Bruno Porto: Essa posição do Brasil com relação a outros países, lá embaixo, e Estados Unidos e Alemanha mais à frente, é claramente muito mais focada na indústria farmacêutica do que nos demais setores. Note que o segmento de operadoras, pagadoras e hospitais tem baixa presença de investidores estrangeiros. Não se vê grandes grupos de hospitais e grandes operadoras de planos migrando para cá, indo além das fronteiras naturais em que surgiram. É uma característica global. Quem já fez esse movimento, claro, tem desafios gigantes. Mas esse índice é muito focado na indústria farmacêutica, onde o Brasil não está na ponta. A liderança dos Estados Unidos é por ter uma indústria farmacêutica muito forte, um mercado de saúde e medicamentos de altíssimo valor, com receitas anuais trilionárias. E a Alemanha é um grande polo em P&D, com áreas muito conectadas entre universidades e negócios. É de lá que surgiu, inclusive, uma das vacinas principais que nos salvaram da Covid. Para o Brasil mudar de patamar em investimentos, é preciso atacar o custo-Brasil, melhorar o acesso ao capital, desenvolver mais a rede de inovação e conexão com universidades, e, por fim, fomentar a indústria local. A indústria farmacêutica no Brasil é muito focada em genéricos e medicamentos não muito revolucionários. Esses medicamentos vêm importados para serem revendidos, e o que produzimos aqui é com base em IFA também importado. Essa segurança de fabricação e manufatura que o Brasil precisa é um dos primeiros passos para tornar o nosso país mais atraente para investimentos que estabeleçam novos negócios, como fábricas, por exemplo.

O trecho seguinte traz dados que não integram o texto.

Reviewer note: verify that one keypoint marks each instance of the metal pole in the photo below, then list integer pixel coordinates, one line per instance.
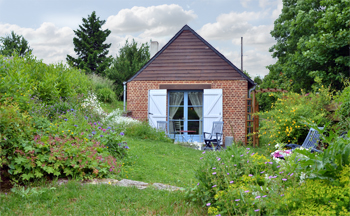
(242, 54)
(124, 98)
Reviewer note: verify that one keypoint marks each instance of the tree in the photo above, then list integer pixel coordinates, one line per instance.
(14, 43)
(312, 41)
(90, 47)
(130, 60)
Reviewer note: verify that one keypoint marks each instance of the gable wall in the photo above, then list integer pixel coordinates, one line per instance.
(234, 101)
(188, 58)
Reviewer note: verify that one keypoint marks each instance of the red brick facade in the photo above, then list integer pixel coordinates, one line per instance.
(234, 101)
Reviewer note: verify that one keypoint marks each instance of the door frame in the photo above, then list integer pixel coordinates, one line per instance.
(195, 137)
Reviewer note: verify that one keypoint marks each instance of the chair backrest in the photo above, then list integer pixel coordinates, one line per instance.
(312, 139)
(217, 128)
(162, 126)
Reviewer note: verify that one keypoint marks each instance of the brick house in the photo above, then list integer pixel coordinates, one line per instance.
(189, 81)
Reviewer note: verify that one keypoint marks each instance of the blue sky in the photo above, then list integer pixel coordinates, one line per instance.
(48, 25)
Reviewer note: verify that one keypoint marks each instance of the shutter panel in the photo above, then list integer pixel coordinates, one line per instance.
(156, 106)
(212, 108)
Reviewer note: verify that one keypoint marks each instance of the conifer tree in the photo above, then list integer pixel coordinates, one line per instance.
(90, 47)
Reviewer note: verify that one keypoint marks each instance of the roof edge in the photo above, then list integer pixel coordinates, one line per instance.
(186, 27)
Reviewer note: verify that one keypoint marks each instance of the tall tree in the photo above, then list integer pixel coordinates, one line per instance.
(312, 41)
(14, 43)
(90, 47)
(130, 60)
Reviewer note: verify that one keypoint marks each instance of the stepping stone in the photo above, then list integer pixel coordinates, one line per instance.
(160, 186)
(131, 183)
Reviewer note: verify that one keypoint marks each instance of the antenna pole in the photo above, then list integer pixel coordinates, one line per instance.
(242, 54)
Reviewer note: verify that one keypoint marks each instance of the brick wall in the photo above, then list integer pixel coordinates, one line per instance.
(234, 101)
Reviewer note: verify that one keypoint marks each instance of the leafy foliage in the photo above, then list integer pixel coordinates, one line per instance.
(90, 47)
(312, 41)
(285, 122)
(130, 60)
(22, 77)
(14, 44)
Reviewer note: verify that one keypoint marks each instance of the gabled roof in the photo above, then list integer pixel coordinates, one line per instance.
(187, 28)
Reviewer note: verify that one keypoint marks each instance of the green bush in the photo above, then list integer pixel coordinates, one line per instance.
(239, 182)
(285, 122)
(27, 75)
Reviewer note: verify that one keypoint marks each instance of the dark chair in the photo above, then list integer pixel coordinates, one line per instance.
(215, 137)
(310, 142)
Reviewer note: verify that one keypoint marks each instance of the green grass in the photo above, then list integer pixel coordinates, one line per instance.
(76, 199)
(161, 162)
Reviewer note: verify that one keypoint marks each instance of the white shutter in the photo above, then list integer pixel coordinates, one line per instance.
(156, 106)
(212, 108)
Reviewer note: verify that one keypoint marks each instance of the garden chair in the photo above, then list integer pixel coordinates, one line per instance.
(215, 137)
(310, 142)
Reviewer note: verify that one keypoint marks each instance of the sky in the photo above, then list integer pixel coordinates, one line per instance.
(48, 25)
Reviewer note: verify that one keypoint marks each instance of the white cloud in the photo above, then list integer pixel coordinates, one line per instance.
(258, 37)
(254, 62)
(152, 21)
(48, 41)
(228, 26)
(245, 3)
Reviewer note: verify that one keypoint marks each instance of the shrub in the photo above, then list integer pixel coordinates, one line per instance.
(27, 75)
(284, 123)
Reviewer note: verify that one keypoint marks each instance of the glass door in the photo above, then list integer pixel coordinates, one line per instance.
(186, 115)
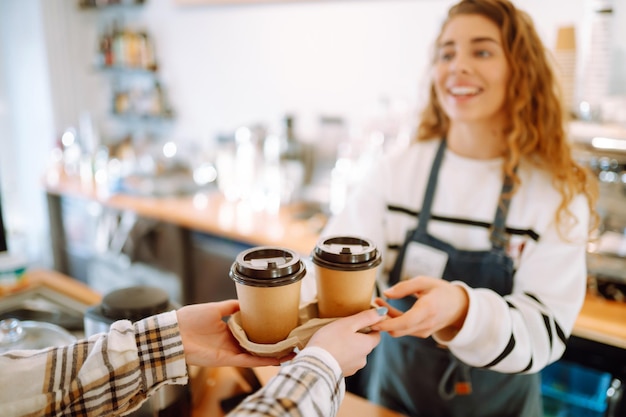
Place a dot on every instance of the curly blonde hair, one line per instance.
(533, 106)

Medicina S/A: Para encerrarmos, qual é a agenda necessária para que os CEOS da saúde no Brasil transformem as dificuldades em oportunidades?

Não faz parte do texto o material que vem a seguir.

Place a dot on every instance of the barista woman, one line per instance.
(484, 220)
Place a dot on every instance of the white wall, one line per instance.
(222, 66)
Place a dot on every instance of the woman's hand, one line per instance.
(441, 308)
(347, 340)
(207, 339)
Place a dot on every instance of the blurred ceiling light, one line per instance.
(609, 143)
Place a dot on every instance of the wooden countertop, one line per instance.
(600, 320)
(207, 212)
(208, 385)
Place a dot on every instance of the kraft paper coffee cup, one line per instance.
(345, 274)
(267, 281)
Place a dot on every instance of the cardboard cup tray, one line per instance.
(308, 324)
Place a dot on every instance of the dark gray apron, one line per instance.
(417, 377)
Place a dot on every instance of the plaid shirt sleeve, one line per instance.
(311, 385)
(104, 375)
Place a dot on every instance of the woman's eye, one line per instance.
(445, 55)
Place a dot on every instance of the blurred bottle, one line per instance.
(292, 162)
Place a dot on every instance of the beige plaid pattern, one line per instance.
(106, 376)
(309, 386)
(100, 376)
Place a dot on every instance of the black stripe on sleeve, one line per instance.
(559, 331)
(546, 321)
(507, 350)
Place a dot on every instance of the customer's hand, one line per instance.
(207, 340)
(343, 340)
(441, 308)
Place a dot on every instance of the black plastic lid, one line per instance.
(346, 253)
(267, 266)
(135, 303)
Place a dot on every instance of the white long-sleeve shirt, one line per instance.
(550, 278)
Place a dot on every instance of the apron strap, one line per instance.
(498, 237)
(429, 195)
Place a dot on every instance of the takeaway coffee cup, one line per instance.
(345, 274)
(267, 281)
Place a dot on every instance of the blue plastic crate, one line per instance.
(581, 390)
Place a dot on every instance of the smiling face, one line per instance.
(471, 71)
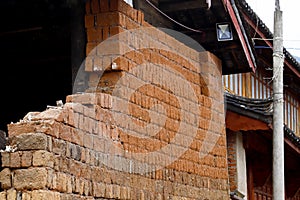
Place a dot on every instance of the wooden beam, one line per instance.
(182, 5)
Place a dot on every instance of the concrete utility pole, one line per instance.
(278, 134)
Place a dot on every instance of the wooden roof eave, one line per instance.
(234, 15)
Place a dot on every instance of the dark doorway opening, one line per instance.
(36, 51)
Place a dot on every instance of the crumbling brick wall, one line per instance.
(64, 152)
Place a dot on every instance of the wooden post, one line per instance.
(278, 132)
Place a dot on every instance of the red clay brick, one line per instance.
(95, 7)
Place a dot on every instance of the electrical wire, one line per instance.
(167, 16)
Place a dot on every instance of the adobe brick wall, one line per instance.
(58, 152)
(232, 163)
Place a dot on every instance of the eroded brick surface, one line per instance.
(60, 152)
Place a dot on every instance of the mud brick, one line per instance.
(30, 141)
(43, 158)
(31, 179)
(5, 178)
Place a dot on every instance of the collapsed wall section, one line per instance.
(150, 125)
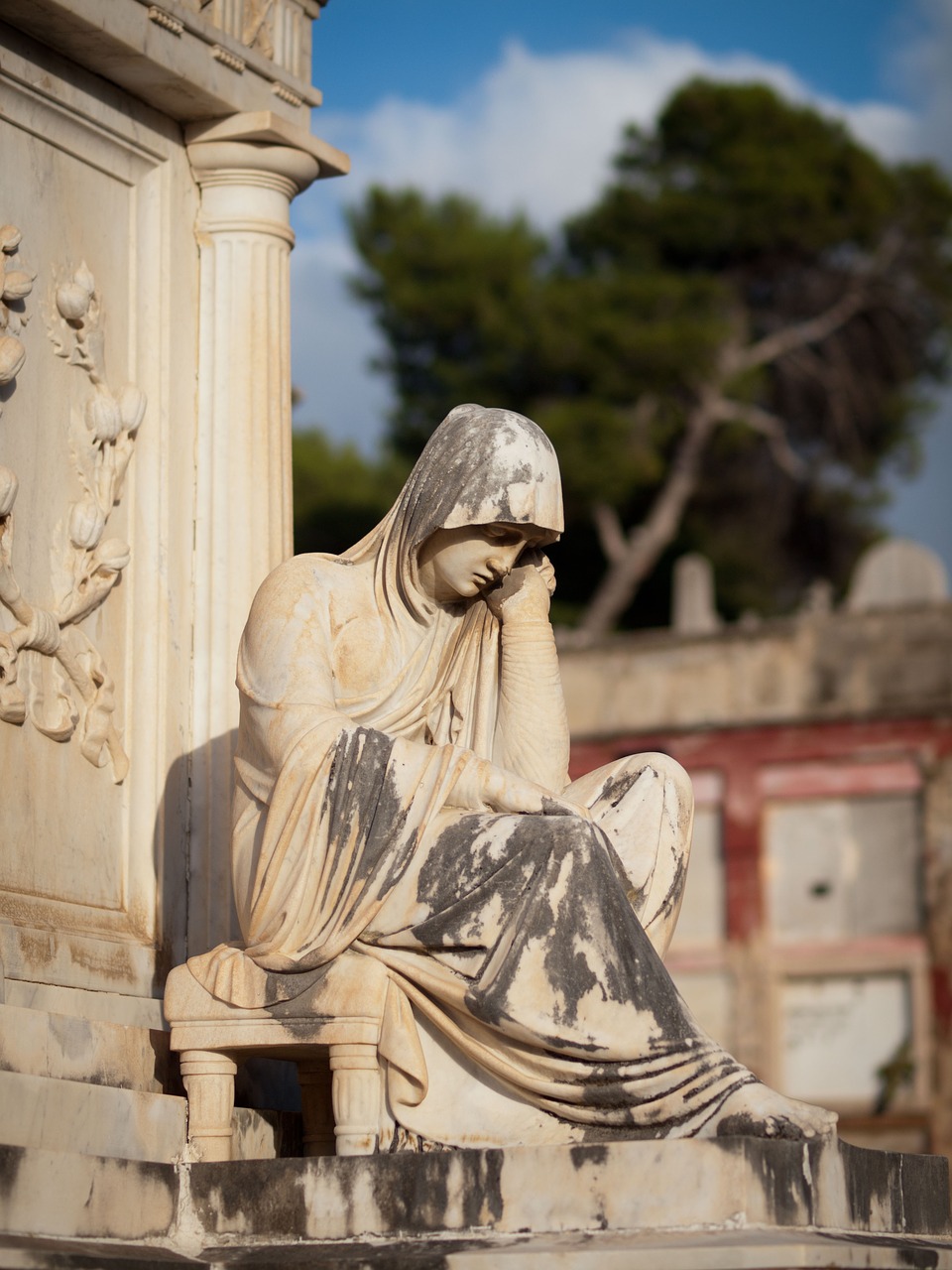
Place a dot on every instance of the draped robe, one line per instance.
(527, 998)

Bruno Porto: Esse é o dia a dia de qualquer empresário brasileiro atualmente. No setor de saúde, os CEOs e CFOs devem focar em alguns temas que apareceram na pesquisa. Primeiro, a transformação digital como forma de trazer mais eficiência para os processos, modernizar e digitalizar a empresa, com mudança de cultura, abrindo as portas e trazendo essa porosidade para com o ecossistema, com o apoio das healthtechs. Tudo isso precisa estar bem claro na estratégia da empresa, ser bem coordenado, e requer governança bem definida. Então, trata-se de incorporar a transformação digital na estratégia e concatenar todas as ações de mudança do negócio.

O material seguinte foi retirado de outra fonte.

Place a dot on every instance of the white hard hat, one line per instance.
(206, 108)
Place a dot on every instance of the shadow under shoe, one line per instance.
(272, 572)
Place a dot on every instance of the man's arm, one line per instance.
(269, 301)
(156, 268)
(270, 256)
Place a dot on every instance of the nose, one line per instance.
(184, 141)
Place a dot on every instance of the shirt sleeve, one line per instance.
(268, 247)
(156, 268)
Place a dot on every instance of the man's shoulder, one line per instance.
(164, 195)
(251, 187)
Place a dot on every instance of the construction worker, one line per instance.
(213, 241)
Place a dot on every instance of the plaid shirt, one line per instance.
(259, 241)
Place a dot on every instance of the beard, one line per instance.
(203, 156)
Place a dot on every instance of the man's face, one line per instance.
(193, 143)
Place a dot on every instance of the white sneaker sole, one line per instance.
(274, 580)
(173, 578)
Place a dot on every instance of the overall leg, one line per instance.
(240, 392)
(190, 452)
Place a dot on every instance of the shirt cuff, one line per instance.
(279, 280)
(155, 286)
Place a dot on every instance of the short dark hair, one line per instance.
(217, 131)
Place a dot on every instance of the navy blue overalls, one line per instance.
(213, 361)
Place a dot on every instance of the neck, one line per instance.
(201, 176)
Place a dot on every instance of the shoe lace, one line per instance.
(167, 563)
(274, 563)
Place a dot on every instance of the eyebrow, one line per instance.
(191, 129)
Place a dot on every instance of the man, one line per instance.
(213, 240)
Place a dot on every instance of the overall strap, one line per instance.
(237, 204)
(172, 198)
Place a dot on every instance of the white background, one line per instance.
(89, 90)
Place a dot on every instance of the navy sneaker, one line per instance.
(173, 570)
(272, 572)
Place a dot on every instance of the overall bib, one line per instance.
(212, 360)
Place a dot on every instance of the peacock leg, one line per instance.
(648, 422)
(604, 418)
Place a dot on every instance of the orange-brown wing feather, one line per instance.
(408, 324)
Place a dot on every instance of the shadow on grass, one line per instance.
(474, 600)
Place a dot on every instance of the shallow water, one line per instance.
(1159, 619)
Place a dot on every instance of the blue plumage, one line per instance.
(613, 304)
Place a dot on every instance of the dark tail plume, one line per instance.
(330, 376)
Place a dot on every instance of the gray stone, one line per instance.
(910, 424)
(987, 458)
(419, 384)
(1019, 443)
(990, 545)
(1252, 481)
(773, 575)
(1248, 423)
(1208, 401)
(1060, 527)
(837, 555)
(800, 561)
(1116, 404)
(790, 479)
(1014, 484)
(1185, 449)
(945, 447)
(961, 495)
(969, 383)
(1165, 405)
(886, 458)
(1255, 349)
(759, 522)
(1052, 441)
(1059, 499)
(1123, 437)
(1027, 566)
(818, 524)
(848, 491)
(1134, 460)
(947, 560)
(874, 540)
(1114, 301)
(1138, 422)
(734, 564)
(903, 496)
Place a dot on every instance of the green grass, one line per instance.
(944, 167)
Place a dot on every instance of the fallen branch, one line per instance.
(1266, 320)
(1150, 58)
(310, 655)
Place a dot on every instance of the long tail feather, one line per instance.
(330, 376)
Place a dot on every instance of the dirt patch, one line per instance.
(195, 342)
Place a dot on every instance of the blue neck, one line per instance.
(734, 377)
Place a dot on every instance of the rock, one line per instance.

Segundo, é o uso massivo de dados, buscando mais eficiência, conhecer mais o paciente, trazer mais predição e prevenção, buscar contatos em áreas adjacentes, saindo da visão de que saúde é só cuidar de doença e começa na porta do hospital, para uma visão mais ampla, com essas parcerias. Um movimento para entender melhor o paciente e conhecer toda a sua jornada. Visualizar o paciente como um todo nesses novos modelos de negócios certamente vai trazer mais receitas e uma visão mais integral de saúde. Isso vale para todos os players: indústria farmacêutica, operadoras e hospitais buscando eficiência operacional. Em terceiro lugar, o Brasil em si passa por um momento de discussão de reforma tributária, sobre taxa de juros, crescimento e metas de inflação, e a saúde é muito sensível a essas questões.

Há, também, a questão do emprego, o Brasil tem diminuído o desemprego, é uma tendência que precisa continuar. Nesse contexto, para transformar esse cenário em oportunidade, é preciso acelerar todas essas ações de eficiência, redução de custo e melhoria operacional e buscar novos mercados, novos modelos e novas formas de precificar a saúde. E tudo isso com foco na qualidade e no bom atendimento diferenciado utilizando a tecnologia.